Note: You can check if all the required quotas are met by running the ./cloudkit validate quota command.
- Credential issues
-
- Check your GCP credentials. Ensure that the GCP credentials used to provision resources through
cloudkit are valid and have the appropriate permissions. Verify this by checking the GCP credential
JSON file used by cloudkit and confirming that they have the necessary
permissions.
google: could not find default credentials. See https://cloud.google.com/docs/authentication/external/set-up-adc for more information
- Check your GCP credentials. Ensure that the GCP credentials used to provision resources through
cloudkit are valid and have the appropriate permissions. Verify this by checking the GCP credential
JSON file used by cloudkit and confirming that they have the necessary
permissions.
- Transient network errors
-
- Cluster creation failure due to transient network errors:
- In some circumstances it might be possible to encounter latent network issues may be encountered while deploying new cluster resources.
- If this is encountered, rerun the
./cloudkit
command with the same parameters. - The cloudkit logs might list something like:
Error waiting for instance to create: error while retrieving operation: Get \"https://compute.googleapis.com/compute/v1/projects/<PROJECT_ID>/zones/us-east1-b/operations/operation-1696304597507-1111111-e49f6fc6-a5b7ecc4?alt=json&prettyPrint=false\": http2: client connection lost
- If the problem still persists after rerunning the command, delete the existing cluster and create a new cluster.
- If an IBM Storage Scale related problem is suspected, collect data by running the gpfs.snap command. Upload the output of the gpfs.snap command to the IBM Storage Scale support ticket that is opened.
- Plan your network infrastructure to ensure a reliable communication between installer node and
cloud. In jump host based connectivity, it could take little longer for
ssh
to reach the node, if there is a network drop, it is recommended to re-run.
- Cluster creation failure due to transient network errors:
Delete cluster issue
- If any GCP resources have been provisioned into the VPC outside of the cloudkit, the cloudkit delete command will be unable to delete these manually created resources. In this case, all resources created outside of the cloudkit must be deleted manually before the cloudkit delete operation can be executed.

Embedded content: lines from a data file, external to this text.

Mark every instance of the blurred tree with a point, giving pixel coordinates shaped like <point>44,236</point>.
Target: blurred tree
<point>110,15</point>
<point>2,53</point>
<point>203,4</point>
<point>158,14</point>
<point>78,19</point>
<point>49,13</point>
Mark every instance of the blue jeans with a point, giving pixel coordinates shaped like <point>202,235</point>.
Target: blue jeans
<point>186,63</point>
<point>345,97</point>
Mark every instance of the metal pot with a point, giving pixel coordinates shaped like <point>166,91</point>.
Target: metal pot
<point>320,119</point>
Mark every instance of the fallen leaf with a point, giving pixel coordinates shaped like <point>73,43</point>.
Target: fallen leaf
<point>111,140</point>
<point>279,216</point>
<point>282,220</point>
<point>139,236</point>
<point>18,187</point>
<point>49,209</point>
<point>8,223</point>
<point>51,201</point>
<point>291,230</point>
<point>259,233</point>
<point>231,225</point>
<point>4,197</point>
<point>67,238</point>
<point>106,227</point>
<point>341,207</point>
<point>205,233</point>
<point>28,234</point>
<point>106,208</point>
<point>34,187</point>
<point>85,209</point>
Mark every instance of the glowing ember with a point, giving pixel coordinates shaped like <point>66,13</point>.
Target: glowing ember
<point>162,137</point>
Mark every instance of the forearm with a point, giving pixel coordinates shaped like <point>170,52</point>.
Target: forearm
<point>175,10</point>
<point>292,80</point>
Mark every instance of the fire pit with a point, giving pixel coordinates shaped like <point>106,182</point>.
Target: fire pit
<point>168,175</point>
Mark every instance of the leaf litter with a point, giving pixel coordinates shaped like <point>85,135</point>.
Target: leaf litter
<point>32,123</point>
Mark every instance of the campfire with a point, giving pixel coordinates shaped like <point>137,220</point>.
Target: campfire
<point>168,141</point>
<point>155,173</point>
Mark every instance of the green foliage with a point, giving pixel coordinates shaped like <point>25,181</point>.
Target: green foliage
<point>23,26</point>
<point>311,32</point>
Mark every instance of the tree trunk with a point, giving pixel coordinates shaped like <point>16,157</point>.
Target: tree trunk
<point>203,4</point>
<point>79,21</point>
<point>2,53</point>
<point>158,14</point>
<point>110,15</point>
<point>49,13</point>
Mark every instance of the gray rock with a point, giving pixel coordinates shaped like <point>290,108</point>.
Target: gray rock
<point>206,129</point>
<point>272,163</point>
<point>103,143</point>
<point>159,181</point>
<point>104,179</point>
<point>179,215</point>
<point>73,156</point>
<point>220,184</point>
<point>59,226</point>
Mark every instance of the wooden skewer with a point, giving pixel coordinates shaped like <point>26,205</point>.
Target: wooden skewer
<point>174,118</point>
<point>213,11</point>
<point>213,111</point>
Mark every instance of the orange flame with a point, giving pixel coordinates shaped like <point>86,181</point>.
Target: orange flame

When this issue occurs, the following message may be displayed:
I: Destroy all remote objects managed by terraform (instance_template) configuration.
I: Destroy all remote objects managed by terraform (bastion_template) configuration.
I: Destroy all remote objects managed by terraform (vpc_template) configuration.
E: Delete cluster received error: exit status 1
Fix: Manually clean the cloud resources and contact IBM Support.
Edit cluster issue
- Quorum node issues
-
After running edit on any cluster, the following GPFS TIPS is displayed if you run the mmhealth node show command:
GPFS TIPS 1 hour ago callhome_not_enabled, quorum_too_little_nodes
This means that the edit operation is not assigning any new quorum node.
Fix: You need to manually assign additional quorum node from the newly added nodes.